Untrained CNNs as feature extractors?


I've heard somewhere that due to their nature of capturing spatial relations, even untrained CNNs can be used as feature extractors? Is this true? Does anyone have any sources regarding this I can look at?


Posted 2019-08-06T03:02:23.953

Reputation: 107



Yes, it has been demonstrated that the main factor for CNNs to work is its architecture, which exploits locality during the feature extraction. A CNN with random weights will do a random partition of the feature space, but still with that spatial prior that works so well, so those random features are OK for classification (and sometimes even better than trained ones, as they don't introduce additional bias).
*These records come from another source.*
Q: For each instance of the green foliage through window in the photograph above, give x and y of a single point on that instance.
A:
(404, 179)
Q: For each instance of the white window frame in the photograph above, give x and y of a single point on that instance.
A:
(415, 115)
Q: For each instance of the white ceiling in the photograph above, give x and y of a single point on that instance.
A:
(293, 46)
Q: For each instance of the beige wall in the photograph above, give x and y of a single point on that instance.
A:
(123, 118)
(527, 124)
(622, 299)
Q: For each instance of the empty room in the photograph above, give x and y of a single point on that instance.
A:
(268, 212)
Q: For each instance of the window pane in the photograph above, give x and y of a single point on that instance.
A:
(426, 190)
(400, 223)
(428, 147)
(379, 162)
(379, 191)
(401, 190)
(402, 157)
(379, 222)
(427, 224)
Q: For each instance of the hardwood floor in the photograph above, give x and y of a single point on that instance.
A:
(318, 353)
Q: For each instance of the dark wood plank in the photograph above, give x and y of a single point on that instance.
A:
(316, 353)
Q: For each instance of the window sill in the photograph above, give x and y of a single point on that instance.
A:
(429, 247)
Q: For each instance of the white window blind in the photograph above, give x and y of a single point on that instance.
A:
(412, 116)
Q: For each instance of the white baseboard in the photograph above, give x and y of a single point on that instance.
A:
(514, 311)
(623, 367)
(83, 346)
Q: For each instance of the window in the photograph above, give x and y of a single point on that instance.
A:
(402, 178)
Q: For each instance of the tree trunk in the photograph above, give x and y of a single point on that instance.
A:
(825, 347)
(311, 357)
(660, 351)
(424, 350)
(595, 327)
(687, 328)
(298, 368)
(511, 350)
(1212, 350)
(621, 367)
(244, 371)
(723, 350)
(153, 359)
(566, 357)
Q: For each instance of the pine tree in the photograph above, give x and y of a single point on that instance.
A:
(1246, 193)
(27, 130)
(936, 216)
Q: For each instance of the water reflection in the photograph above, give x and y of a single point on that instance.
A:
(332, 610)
You can read more in these papers:


Posted 2019-08-06T03:02:23.953

Reputation: 379

1Yeah this is exactly what I was looking for. Thanks! – Alex – 2019-08-08T01:54:24.170


I'm not sure it's possible. Untrained CNN means it has random kernel values. Let's say you have a kernel with size 3x3 like below:

0 0 0
0 0 0
0 0 1

I don't think it is possible for that kernel to provide good information about the image. on the contrary, the kernel eliminates a lot of information. We cannot rely on random values for feature extraction.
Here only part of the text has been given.